Sonepar is an independent family business of 145 operating companies in 48 countries with worldwide market leadership in B2B distribution of electrical products, solutions and related services. Sonepar has one million customers, 48,000 employees and 3,000 offices worldwide.
Sonepar has a range of many millions of products. Sonepar uses the ETIM standard in order to properly exchange product data in the chain. All products are classified in the ETIM class structure and are described in a standardized manner. Suppliers are asked to supply the product data in ETIM format. However, not all suppliers are able to deliver in this way. Products are often provided with one long product description in which both the name of the product and some product characteristics are incorporated. Unraveling these unstructured product data had to be done manually, which took an enormous amount of time, with the result that products were sometimes incomplete or not even included in the range at all. That is why Sonepar was looking for a smart software solution where the product data can be identified and extracted in an easy and clear manner.

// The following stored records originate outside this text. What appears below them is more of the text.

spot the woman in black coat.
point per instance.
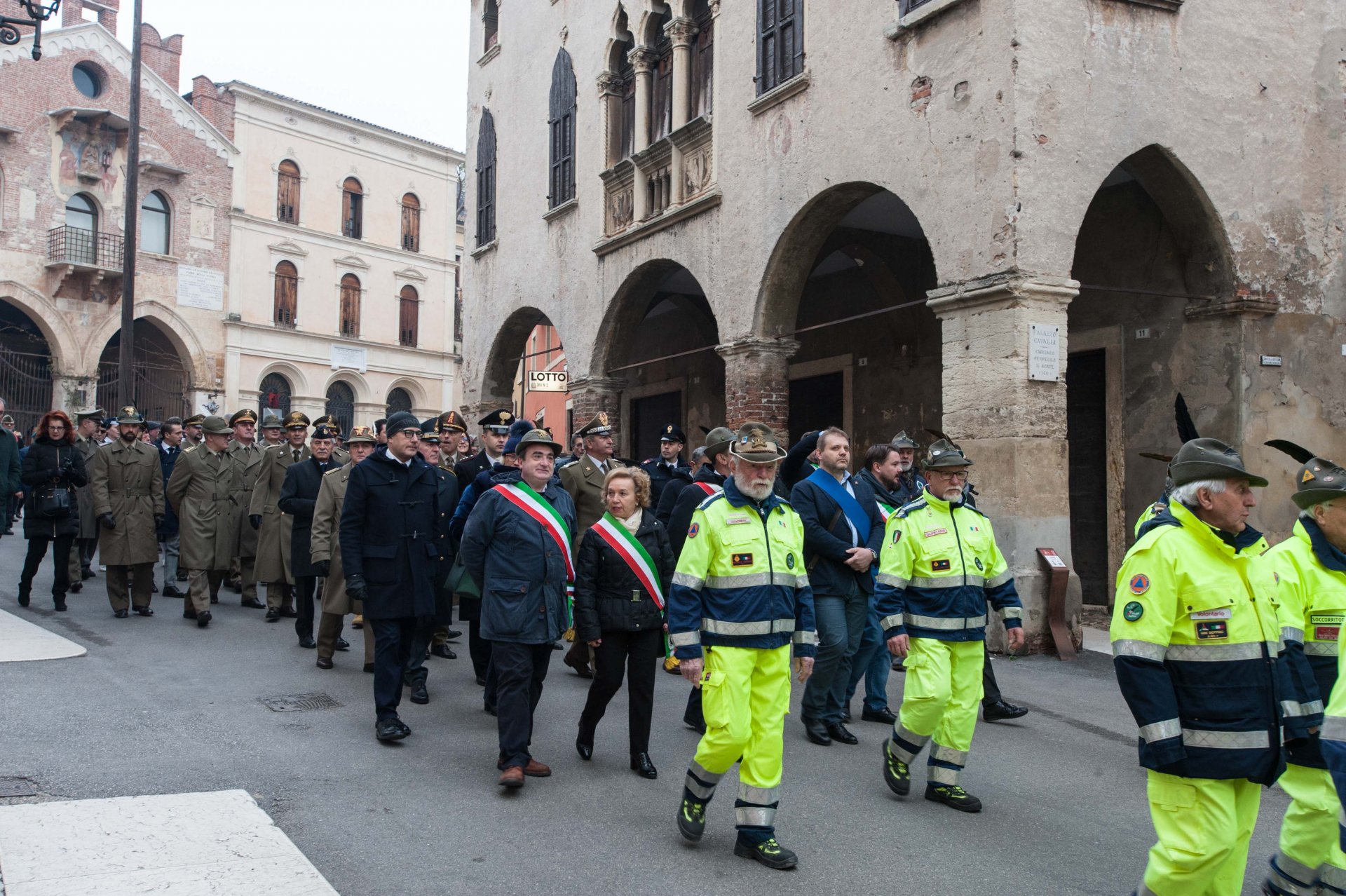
(51, 466)
(617, 615)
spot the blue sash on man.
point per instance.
(845, 501)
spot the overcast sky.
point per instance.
(397, 65)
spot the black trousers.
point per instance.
(60, 556)
(304, 588)
(392, 646)
(634, 653)
(519, 672)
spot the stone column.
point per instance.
(1012, 428)
(757, 381)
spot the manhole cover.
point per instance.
(299, 702)
(18, 787)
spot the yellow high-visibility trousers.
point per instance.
(745, 696)
(1204, 828)
(940, 701)
(1310, 853)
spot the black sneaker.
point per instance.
(691, 820)
(895, 771)
(769, 852)
(955, 796)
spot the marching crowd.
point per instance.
(754, 564)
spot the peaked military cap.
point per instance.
(497, 421)
(757, 444)
(598, 427)
(451, 421)
(904, 440)
(1209, 459)
(944, 455)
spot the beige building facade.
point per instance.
(1026, 224)
(345, 250)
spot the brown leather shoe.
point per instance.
(538, 770)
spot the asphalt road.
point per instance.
(159, 707)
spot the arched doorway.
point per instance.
(848, 282)
(162, 382)
(25, 369)
(660, 341)
(341, 404)
(273, 396)
(1150, 257)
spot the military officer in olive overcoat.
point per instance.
(248, 456)
(128, 501)
(273, 527)
(201, 491)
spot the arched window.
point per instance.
(411, 222)
(399, 400)
(349, 307)
(341, 404)
(408, 316)
(562, 123)
(352, 209)
(286, 295)
(275, 396)
(487, 179)
(287, 193)
(154, 224)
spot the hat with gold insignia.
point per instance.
(757, 444)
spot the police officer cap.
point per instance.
(944, 455)
(216, 427)
(497, 421)
(1209, 459)
(904, 440)
(757, 444)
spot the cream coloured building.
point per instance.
(345, 247)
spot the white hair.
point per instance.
(1186, 493)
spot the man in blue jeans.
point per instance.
(843, 531)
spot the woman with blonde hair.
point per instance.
(623, 569)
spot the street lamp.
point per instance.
(38, 13)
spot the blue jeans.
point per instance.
(873, 663)
(841, 623)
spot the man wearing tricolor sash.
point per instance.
(517, 544)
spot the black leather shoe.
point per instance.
(841, 735)
(1002, 711)
(817, 732)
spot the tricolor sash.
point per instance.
(541, 512)
(611, 531)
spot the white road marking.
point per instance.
(215, 844)
(22, 641)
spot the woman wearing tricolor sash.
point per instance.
(623, 566)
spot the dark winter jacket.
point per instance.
(57, 466)
(606, 588)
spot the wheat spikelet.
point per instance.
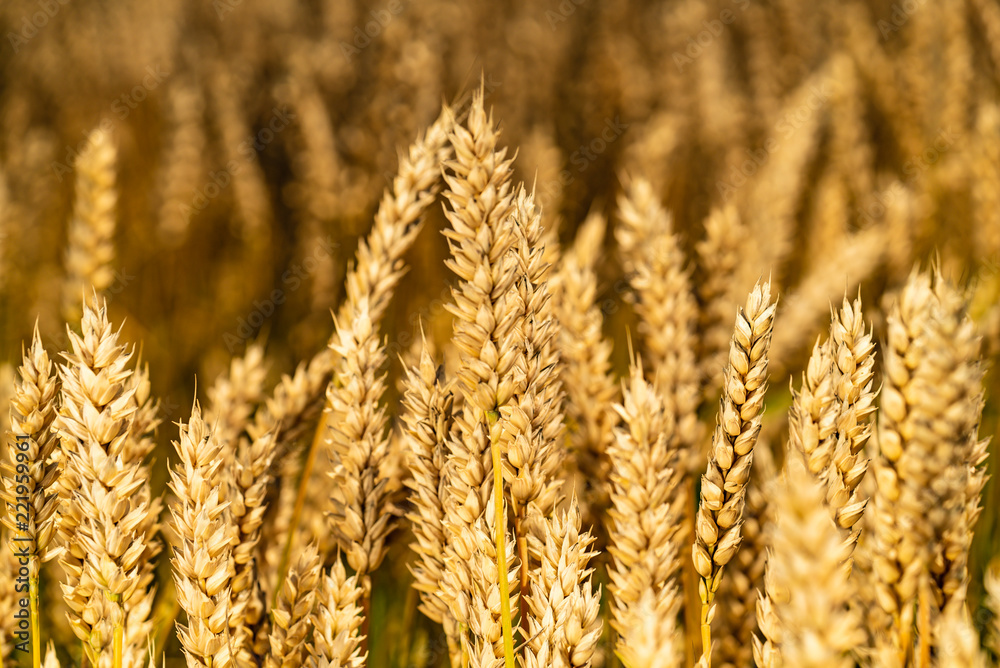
(723, 487)
(721, 257)
(737, 597)
(804, 616)
(927, 452)
(336, 621)
(234, 396)
(104, 499)
(203, 559)
(646, 471)
(33, 409)
(293, 612)
(486, 315)
(564, 623)
(359, 444)
(428, 405)
(182, 161)
(92, 228)
(250, 481)
(665, 305)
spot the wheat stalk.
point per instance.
(717, 530)
(91, 230)
(203, 558)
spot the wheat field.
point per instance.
(465, 334)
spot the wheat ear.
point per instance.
(720, 513)
(104, 500)
(91, 230)
(336, 622)
(646, 473)
(203, 556)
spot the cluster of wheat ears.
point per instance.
(524, 472)
(694, 366)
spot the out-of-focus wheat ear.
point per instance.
(721, 262)
(806, 309)
(723, 487)
(956, 639)
(646, 505)
(427, 413)
(336, 622)
(103, 497)
(248, 502)
(90, 249)
(985, 169)
(203, 556)
(929, 454)
(586, 370)
(182, 163)
(564, 624)
(804, 613)
(293, 615)
(235, 396)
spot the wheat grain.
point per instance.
(91, 250)
(723, 487)
(203, 559)
(336, 622)
(294, 610)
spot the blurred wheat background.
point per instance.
(208, 168)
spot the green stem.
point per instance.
(501, 531)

The PowerImprove.ai solution from Squadra Machine Learning Company uses artificial intelligence to understand the different phrases, spellings and abbreviations and knows how to identify and map them in a smart way with the Sonepar ETIM standard. As a result, the product characteristics are automatically extracted from the long product descriptions, which are presented to product data stewards for validation.

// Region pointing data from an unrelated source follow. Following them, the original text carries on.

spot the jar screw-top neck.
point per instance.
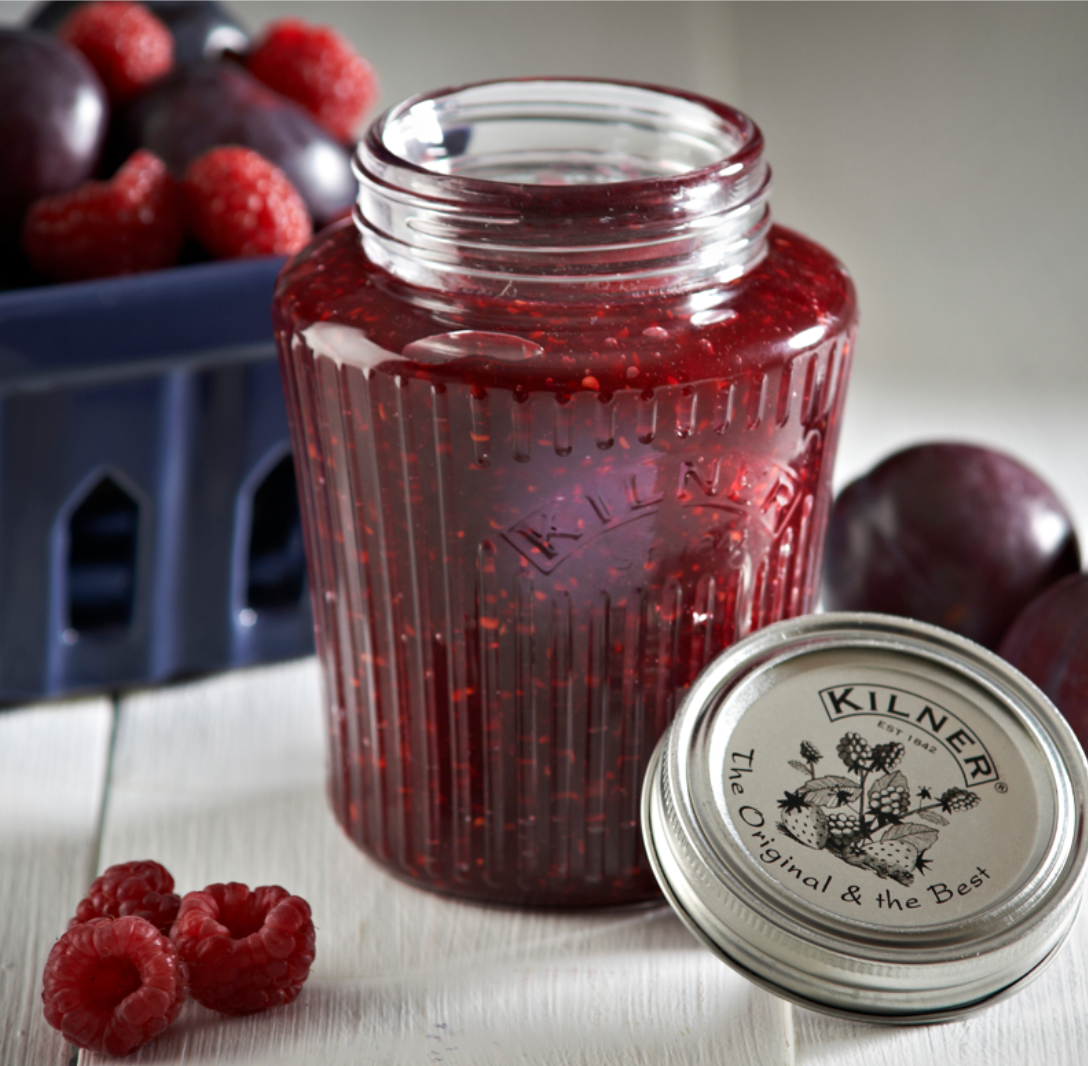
(590, 186)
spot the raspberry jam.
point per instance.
(564, 407)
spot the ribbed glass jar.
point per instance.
(565, 406)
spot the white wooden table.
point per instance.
(222, 779)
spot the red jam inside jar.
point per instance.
(564, 406)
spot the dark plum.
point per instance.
(1049, 643)
(219, 103)
(201, 28)
(953, 534)
(52, 122)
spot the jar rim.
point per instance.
(740, 137)
(585, 183)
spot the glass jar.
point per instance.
(564, 406)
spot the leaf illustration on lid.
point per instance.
(922, 837)
(897, 780)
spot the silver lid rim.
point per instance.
(827, 966)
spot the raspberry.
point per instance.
(319, 70)
(238, 205)
(890, 803)
(110, 984)
(125, 44)
(140, 889)
(247, 951)
(126, 225)
(854, 752)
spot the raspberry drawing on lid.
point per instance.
(866, 822)
(247, 950)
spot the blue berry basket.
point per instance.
(149, 527)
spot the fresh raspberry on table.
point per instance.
(319, 70)
(130, 224)
(247, 951)
(111, 984)
(144, 889)
(127, 46)
(239, 205)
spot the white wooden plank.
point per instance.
(224, 780)
(1043, 1025)
(52, 773)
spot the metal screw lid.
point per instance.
(870, 816)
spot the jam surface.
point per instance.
(529, 524)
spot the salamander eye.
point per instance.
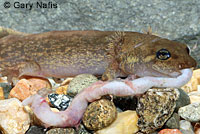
(163, 54)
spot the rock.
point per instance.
(190, 112)
(61, 131)
(60, 101)
(170, 131)
(183, 100)
(3, 79)
(99, 114)
(13, 118)
(79, 83)
(1, 94)
(193, 84)
(194, 96)
(173, 122)
(6, 88)
(35, 130)
(155, 107)
(186, 127)
(126, 123)
(27, 87)
(62, 89)
(125, 103)
(197, 128)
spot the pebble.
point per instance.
(79, 83)
(82, 130)
(155, 107)
(60, 101)
(190, 112)
(126, 123)
(173, 122)
(35, 130)
(61, 131)
(194, 96)
(170, 131)
(1, 94)
(183, 100)
(193, 84)
(6, 88)
(186, 127)
(99, 114)
(27, 87)
(13, 118)
(62, 89)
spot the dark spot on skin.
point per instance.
(163, 54)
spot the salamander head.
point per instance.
(158, 57)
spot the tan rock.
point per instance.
(126, 123)
(194, 83)
(13, 118)
(1, 94)
(80, 82)
(3, 80)
(99, 114)
(27, 87)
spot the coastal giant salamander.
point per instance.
(155, 61)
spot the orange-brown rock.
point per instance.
(26, 87)
(1, 94)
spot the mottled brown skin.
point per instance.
(111, 54)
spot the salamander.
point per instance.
(146, 60)
(111, 54)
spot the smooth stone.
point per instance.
(99, 114)
(183, 100)
(186, 127)
(126, 123)
(79, 83)
(173, 122)
(190, 112)
(35, 130)
(13, 118)
(61, 131)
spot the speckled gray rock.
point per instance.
(186, 127)
(82, 130)
(61, 131)
(173, 122)
(99, 114)
(79, 83)
(190, 112)
(171, 19)
(36, 130)
(183, 100)
(60, 101)
(155, 107)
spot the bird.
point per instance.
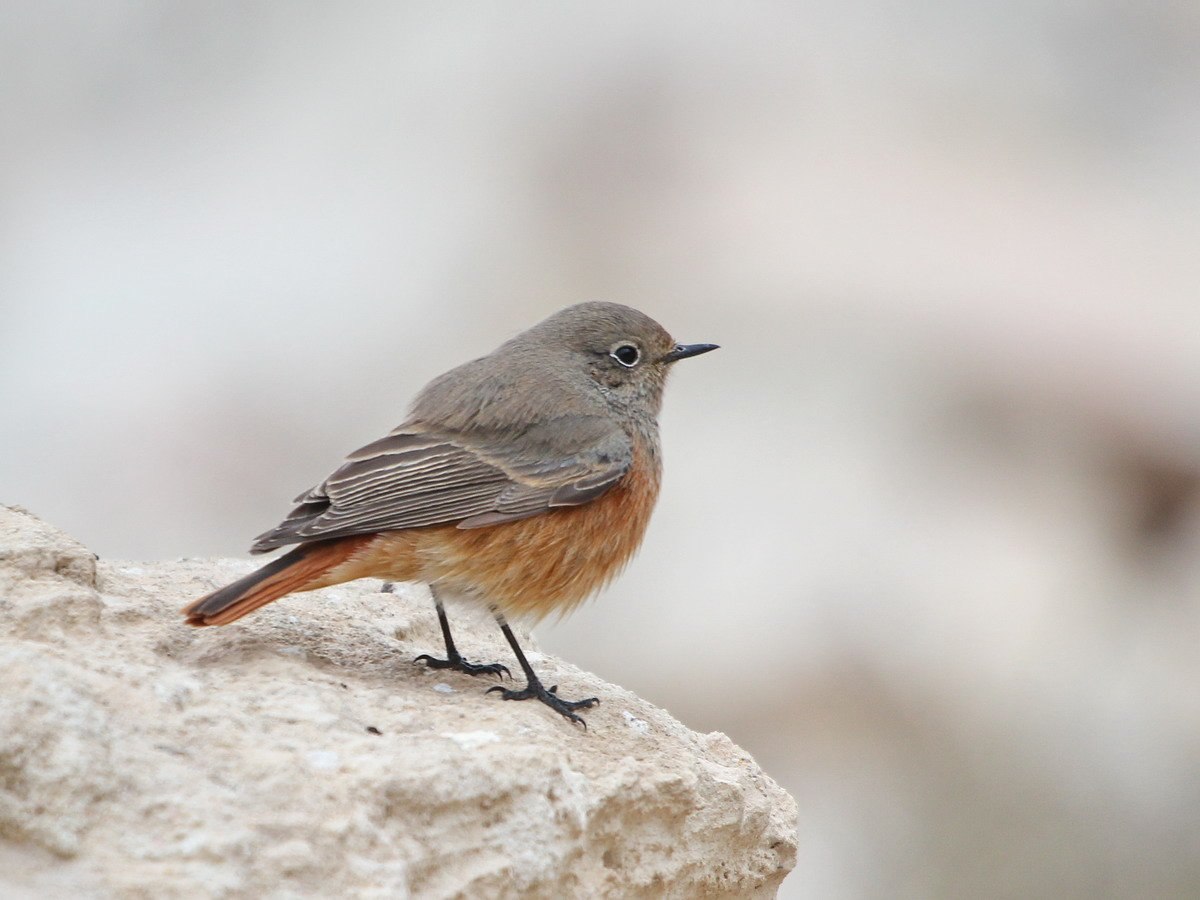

The system is trained on the Sonepar ETIM data model and in the languages in which the products are described. A data steward can also add rules that make the extraction even smarter.
With the help of the Powerextract.ai software, Sonepar can also include products from suppliers who do not yet use the ETIM standard faster and better in its range. The result is that more products have a richer specification and can therefore be sold faster and easier. This saves a lot of time compared to entering the properties manually. This saves time and money and ensures a higher turnover.